Brasil inicia Parapan com
medalhas de ouro e recordes na natação
Disputado no mesmo
local dos Jogos Pan-americanos, os atletas do Parapan iniciaram a competição
neste domingo, 12, com uma bela cerimônia na Quadra da Arena Olímpica, na
Barra da Tijuca, no Rio.
Com o nadador
Clodoaldo Silva, maior esperança do Brasil na competição e dono de 11 medalhas
Paraolímpicas e mais 11 Parapan-americanos, venceu a prova dos 50 metros
livre com novo recorde mundial, nesta segunda-feira, no parque aquático Maria
Lenk. Com o tempo de 34s69, o atleta comemora medalha de ouro. Clodoaldo já
era detentor da melhor marca do mundo na categoria S4, para nadadores com
limitações físico-motoras. Ele tinha o tempo de 35s20, registrado em dezembro
do ano passado, em Durban, na África do Sul.
O atleta é o
grande nome da delegação brasileira nos Jogos do Rio de Janeiro. Para
Clodoaldo, dono de seis medalhas de ouro conquistadas nas Paraolimpíadas de
Atenas-2004, mais importante do que a vitória foi fazer um bom tempo na prova.

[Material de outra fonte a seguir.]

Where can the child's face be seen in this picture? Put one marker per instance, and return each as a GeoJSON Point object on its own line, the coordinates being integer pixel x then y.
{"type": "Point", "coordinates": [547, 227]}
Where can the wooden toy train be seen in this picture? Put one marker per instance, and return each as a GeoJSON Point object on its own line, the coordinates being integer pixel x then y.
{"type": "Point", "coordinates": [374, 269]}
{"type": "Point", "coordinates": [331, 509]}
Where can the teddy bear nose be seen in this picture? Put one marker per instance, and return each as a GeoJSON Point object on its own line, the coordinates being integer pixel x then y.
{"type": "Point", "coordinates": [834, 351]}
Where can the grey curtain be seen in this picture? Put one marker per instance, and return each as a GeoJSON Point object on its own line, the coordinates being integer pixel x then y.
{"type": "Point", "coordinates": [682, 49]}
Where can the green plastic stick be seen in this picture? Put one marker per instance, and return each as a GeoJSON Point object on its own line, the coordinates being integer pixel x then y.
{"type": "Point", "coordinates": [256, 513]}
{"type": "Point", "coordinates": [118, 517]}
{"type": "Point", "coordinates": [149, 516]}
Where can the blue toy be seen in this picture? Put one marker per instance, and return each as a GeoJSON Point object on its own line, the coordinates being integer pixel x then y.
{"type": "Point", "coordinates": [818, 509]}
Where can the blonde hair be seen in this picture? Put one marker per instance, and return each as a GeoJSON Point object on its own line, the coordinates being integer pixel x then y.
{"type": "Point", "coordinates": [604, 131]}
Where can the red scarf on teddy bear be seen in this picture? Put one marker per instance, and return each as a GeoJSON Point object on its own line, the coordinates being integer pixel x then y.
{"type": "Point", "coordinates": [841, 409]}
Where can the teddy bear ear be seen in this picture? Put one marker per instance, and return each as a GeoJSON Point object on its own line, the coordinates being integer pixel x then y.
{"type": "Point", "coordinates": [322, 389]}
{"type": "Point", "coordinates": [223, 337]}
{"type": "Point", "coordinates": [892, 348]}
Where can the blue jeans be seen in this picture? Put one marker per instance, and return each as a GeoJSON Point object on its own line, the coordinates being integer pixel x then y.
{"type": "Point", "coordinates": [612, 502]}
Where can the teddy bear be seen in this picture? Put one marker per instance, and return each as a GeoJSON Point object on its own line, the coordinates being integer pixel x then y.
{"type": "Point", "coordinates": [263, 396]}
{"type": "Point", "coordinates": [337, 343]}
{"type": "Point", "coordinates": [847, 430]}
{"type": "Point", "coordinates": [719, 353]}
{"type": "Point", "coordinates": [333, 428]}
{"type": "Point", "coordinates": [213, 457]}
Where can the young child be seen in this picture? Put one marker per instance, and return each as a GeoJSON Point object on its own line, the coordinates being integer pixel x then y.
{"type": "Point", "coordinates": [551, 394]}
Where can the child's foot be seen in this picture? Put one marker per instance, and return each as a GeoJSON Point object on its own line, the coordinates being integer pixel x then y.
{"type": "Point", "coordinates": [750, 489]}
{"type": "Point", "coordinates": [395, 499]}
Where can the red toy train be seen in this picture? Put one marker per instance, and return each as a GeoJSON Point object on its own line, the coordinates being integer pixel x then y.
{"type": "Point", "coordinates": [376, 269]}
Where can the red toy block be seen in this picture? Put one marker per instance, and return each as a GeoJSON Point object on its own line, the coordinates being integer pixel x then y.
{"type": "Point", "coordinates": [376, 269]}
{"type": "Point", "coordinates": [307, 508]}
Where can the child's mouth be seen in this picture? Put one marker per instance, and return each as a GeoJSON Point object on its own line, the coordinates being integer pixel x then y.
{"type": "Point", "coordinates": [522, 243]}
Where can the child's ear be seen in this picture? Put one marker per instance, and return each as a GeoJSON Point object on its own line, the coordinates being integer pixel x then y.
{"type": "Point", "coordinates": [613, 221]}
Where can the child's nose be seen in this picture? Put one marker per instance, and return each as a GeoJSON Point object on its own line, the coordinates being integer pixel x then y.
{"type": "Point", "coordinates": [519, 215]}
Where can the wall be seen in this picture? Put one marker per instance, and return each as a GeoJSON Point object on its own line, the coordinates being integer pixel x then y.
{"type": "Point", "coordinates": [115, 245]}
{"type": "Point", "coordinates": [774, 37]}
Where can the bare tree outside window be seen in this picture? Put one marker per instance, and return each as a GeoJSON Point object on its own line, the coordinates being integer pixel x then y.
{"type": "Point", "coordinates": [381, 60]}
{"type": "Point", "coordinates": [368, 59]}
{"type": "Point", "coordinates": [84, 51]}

“Meu objetivo é melhorar minhas marcas. Se eu tivesse sido último colocado,
mas com esse tempo, estaria feliz”, afirmou.
Na categoria S5
dos 50 m livre, também para nadadores com limitações físico-motoras, mais um
ouro para o Brasil, com Daniel Dias, que marcou 34s24. Ele quebrou o recorde
Parapan-americano de 37s57, que pertencia ao norte-americano Roy Perkins desde
maio do ano passado.
A disputa feminina
da prova também teve vitória brasileira, com Edênia Garcia registrando 52s50.
O outro ouro foi conquistado pelo revezamento 4x100 m livre. O quarteto
brasileiro formado por Adriano Lima, Fabiano Machado, Mauro Brasil e André
Esteves venceu com o tempo de 4min08s47, novo recorde Parapan-americano.
Na abertura
solene, no domingo, após a tocha passar por atletas consagrados portadores de
deficiências, como o ex-jogador de futebol de 7, Sebastião Costa Neto, que
sofre de paralisia cerebral e a deficiente visual e velocista Anelise Hernany,
a pira chegou nas mãos do cadeirante Luiz Cláudio Pereira, dono de nove
medalhas Paraolímpicas, que deu início aos jogos.
Discursando, o
presidente o Comitê Olímpico Brasileiro (COB), Carlos Arthur Nuzman, agradeceu
o apoio dos governos Federal, Estadual e Municipal do Rio de Janeiro, que
ajudaram a adequar a estrutura para os deficientes físicos.
“Vocês são o
símbolo do melhor que o esporte pode oferecer. São exemplos diários de
superação, disciplina e autoconfiança” , afirmou o presidente do COB.
Iniciada a
disputa esportiva, o Brasil começou a desenhar seu objetivo que é de ficar em
primeiro lugar no quadro geral de medalhas de ouro.